AVREBBE CERCATO DI FAVORIRE IL FIDANZATO LA MINISTRA GUIDI SI DIMETTE
La vicenda del Ministro Guidi, costretta alle dimissioni per le ingerenze sulla normativa riguardante l’attività di estrazione petrolifera, dovrebbe contribuire a chiarire una volta per tutte cosa si intende per “lobbismo”.
Le lobby sono centri di potere, non occulto, ma estranei alle istituzioni, perché non legittimati dalla rappresentatività popolare, che, tuttavia, attraverso l’operato di propri “emissari” finiscono egualmente per operare dentro le istituzioni, condizionandone le scelte.
Di “occulto”, dunque, non è l’organizzazione, ma il modo col quale si formano le decisioni. Esse, invece di essere prese dagli organi istituzionali, sulla base di un indirizzo politico formato dalla maggioranza e dell’apporto tecnico degli uffici, sono prese altrove: negli uffici dei potentati economici e bancari, che creano un proprio indirizzo operativo e cercano di farlo passare, sovrapponendolo a qualsiasi mandato elettorale, attraverso gli emissari della lobby.
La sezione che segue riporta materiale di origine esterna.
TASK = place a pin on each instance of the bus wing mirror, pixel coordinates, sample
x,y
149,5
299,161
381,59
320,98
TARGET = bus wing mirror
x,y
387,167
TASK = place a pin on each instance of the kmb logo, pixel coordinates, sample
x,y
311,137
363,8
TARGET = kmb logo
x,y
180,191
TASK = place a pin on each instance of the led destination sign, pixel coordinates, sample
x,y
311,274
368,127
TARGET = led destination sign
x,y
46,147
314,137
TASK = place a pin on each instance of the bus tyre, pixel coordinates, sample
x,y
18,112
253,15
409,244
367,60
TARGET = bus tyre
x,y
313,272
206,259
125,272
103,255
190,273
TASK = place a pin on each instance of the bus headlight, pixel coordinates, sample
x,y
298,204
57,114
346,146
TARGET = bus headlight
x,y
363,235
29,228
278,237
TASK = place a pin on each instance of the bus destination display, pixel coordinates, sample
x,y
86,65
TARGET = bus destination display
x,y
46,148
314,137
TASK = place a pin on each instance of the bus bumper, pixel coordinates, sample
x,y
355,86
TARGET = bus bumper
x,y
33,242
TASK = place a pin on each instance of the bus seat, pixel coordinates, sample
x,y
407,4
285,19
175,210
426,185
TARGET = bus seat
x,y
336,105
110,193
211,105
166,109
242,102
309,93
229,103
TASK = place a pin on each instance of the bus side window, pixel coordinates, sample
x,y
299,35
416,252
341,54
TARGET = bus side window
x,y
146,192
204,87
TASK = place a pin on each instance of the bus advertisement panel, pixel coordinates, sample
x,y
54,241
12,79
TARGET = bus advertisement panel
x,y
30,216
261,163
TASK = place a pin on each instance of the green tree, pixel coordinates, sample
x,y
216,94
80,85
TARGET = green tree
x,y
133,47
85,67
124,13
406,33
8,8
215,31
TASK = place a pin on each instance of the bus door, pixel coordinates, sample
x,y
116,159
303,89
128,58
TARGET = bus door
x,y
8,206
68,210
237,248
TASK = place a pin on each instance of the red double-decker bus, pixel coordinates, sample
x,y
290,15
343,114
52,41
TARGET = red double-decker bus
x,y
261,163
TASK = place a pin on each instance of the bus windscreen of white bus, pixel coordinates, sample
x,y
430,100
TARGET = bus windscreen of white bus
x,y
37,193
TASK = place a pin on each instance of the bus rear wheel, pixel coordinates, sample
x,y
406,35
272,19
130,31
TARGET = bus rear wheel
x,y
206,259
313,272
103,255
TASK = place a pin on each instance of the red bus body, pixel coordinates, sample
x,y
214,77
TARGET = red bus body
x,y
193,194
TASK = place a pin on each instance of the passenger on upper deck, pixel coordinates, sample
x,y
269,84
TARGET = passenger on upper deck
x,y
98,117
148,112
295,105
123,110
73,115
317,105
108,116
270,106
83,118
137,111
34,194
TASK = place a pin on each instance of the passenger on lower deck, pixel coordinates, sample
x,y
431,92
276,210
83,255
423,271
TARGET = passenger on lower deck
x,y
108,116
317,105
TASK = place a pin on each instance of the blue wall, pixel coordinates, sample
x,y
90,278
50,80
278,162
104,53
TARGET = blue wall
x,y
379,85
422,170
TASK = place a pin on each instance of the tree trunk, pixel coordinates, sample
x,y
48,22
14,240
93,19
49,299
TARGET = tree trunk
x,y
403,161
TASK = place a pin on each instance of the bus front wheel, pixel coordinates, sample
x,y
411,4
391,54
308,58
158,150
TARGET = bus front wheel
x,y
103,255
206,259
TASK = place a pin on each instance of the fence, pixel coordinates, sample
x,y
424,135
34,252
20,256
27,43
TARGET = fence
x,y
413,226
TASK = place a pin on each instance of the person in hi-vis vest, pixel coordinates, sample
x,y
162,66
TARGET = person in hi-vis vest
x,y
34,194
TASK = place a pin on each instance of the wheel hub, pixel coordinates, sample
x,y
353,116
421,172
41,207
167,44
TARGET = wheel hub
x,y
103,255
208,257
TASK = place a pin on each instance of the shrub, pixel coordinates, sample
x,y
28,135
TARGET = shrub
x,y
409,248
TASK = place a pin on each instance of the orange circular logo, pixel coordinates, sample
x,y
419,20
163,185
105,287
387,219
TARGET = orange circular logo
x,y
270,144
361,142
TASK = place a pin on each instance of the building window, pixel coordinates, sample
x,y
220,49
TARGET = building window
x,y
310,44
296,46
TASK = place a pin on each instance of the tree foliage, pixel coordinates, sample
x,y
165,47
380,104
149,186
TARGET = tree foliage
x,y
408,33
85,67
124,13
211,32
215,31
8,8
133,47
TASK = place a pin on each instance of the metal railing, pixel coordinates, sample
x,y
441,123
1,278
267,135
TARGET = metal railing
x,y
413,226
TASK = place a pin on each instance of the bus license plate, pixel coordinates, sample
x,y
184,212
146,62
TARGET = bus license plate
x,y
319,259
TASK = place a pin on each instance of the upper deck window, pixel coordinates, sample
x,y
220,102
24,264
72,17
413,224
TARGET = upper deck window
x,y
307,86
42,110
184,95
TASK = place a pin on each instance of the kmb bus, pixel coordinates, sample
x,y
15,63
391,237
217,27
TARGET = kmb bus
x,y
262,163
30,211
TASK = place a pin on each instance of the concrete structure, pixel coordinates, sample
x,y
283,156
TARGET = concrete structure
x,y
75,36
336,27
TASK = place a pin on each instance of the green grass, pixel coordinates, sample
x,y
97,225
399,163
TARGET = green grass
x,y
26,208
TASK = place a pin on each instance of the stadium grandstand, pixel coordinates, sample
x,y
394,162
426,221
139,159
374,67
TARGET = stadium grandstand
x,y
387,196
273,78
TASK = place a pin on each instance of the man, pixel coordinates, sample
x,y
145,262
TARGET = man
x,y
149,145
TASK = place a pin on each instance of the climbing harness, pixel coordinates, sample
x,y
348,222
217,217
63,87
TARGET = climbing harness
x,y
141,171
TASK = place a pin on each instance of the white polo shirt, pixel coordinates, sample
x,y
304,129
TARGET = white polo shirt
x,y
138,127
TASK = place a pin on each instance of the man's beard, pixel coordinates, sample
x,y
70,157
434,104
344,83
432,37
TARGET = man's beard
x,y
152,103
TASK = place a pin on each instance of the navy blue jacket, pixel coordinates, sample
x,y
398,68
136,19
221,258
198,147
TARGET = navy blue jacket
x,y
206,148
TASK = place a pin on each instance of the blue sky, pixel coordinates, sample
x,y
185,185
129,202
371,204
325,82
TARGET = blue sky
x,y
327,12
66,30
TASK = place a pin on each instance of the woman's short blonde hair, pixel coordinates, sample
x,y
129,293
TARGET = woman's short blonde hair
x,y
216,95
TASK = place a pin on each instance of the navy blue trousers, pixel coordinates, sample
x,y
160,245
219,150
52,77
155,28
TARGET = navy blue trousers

A dirla in breve si tratta di niente altro se non di “conflitto di interessi”, parole quasi impronunciabili in un Paese che da anni ha rinunciato a disciplinare questa materia. E i risultati si vedono, ogni giorno.
In fondo, la questione della Guidi non è poi così diversa da altri casi evidentissimi di lobbismo o, comunque, di opacità dell’attività amministrativa: le 4 banche andate a gambe all’aria con le implicazioni dell’altro Ministro Boschi; la riforma appunto delle banche che ha introdotto salvaguardie ai consiglieri di amministrazione non previste dalla disciplina europea che, pure, si afferma essere stata attuata con la riforma; l’eliminazione del reato della frode fiscale tentata a dicembre del 2014 dalla famosa “manina” che non si è mai trovata.
L’opacità è figlia delle lobby e il loro potere è, ovviamente, tanto più ampio quanto meno i poteri politici hanno da rispondere ad un elettorato e ad un programma elettorale. La questione che ha portato la Guidi alle dimissioni è emblematica: un emendamento ad una legge tagliato su misura delle esigenze del proprio fidanzato e proposto in una commissione parlamentare alle 4 di notte, poi cancellato grazie alla buona guardia delle opposizioni, ma ripresentato alla chetichella poco tempo dopo, con la legge di stabilità del 2015. E non si deve dimenticare che quella legge, come tantissime altre, è stata votata sulla base di un maxiemendamento blindato dal voto di fiducia: maxiemendamento che conteneva la norma “incriminata”.
Forse non tutti i decreti legge approvati con maxiemandamenti e voti di fiducia sono originati da esigenze di lobby. Purtroppo, occorre, però, premettere il “forse”. La presenza delle lobby nel Governo è molto chiara ed evidente: la Guidi, con Poletti e con Lupi hanno rappresentato le esigenze datoriali di industrie, Confindustria e cooperative. Ed hanno garantito l’approvazione di riforme del lavoro anch’esse scritte ed elaborate fuori dal Parlamento, avendo come fonte sostanzialmente una proposta confindustriale quasi copiata in ogni sua parte.
Riforme che riducono la rappresentatività, come quella dell’Italicum, quella del Senato o anche quella delle province, non sono il rimedio all’opacità delle lobby e degli emendamenti notturni ad personam, ma, all’opposto, sono funzionali a mettere definitivamente a sistema un lobbismo che si fa Governo. Ma, le lobby non perseguono interessi generali, non è il loro mestiere.